The activist organization FairTest opposes the requirements. It lists more than seven hundred individual schools now where testing is optional. Students can provide their results, but only if they want to. The list is on the Web site fairtest.org.
A number of the schools are related as campuses within university systems. Yet in some cases, it appears that other campuses do still require testing.
Testing critics say one reason to drop the requirement is that preparing for the tests takes away too much time from schoolwork, and life. They say the requirement places too much importance on one test and causes too much stress for students.
Admissions officers at other schools, however, say test scores are important but are only one of the things they consider.
Still, critics question just how much the tests really show about a student. They say higher scores in some cases might only show that a student's family had the money for costly test-preparation classes.
One of the first colleges to drop the requirement was Bates College in Maine in nineteen eighty-four. Over the next twenty years, it compared students who provided their test scores and those who did not. The study found that grades and graduation rates were the same.
Bates College also found an increase in the number of women, minorities and poor students who applied.
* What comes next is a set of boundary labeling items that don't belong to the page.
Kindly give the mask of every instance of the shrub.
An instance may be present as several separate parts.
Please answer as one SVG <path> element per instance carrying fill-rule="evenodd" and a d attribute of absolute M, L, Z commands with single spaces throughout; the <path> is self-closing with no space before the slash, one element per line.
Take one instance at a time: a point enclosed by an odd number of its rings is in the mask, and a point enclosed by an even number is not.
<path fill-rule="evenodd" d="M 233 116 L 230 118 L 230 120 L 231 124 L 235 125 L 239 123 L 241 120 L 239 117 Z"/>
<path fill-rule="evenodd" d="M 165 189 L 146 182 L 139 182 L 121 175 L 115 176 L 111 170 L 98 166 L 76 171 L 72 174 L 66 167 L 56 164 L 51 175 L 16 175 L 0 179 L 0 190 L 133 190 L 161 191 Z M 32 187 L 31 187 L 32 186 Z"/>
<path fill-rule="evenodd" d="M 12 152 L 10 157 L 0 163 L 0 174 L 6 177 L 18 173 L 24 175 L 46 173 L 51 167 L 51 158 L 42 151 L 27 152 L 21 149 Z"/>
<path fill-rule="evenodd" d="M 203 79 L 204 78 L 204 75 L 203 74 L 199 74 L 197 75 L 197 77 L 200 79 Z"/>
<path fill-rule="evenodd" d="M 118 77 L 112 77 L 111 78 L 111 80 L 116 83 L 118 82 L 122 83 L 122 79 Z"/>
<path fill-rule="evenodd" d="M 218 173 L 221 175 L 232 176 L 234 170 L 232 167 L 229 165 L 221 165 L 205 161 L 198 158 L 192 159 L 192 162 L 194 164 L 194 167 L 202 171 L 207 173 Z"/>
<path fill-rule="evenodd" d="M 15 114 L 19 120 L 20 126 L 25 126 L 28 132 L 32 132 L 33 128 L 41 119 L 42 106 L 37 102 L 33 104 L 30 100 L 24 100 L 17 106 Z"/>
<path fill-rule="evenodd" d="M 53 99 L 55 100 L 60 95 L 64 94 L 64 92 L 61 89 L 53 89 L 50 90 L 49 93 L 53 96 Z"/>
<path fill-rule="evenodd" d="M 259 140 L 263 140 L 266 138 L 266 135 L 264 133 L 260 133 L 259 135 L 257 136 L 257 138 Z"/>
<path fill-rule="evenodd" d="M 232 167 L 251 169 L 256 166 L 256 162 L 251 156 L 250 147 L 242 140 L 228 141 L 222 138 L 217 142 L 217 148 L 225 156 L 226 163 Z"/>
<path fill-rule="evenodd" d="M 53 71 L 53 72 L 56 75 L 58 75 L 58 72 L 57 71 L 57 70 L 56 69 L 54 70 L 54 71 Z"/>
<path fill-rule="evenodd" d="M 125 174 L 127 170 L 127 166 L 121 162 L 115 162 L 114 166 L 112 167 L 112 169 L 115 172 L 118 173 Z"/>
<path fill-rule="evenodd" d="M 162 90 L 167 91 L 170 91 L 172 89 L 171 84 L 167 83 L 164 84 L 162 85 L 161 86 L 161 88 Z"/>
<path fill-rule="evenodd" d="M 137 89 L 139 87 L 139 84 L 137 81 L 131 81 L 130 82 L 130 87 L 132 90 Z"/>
The same was true of students with learning disabilities and international students.
|Porter Hall on the Mount Holyoke campus|
Mount Holyoke College in Massachusetts ended its requirement in two thousand one. Mount Holyoke is a small, highly rated liberal arts college for women. Recently its president, Joanne Creighton, wrote in the Los Angeles Times about the effects of making the SAT optional.
Like Bates, Mount Holyoke has compared student performance. Joanne Creighton says the study has found "no meaningful difference."
She says the SAT might have made sense in the nineteen twenties when it was developed. College then was only for a relatively limited group of people. But she says American students and schools are too different today for what she calls a "one-size-fits-all test."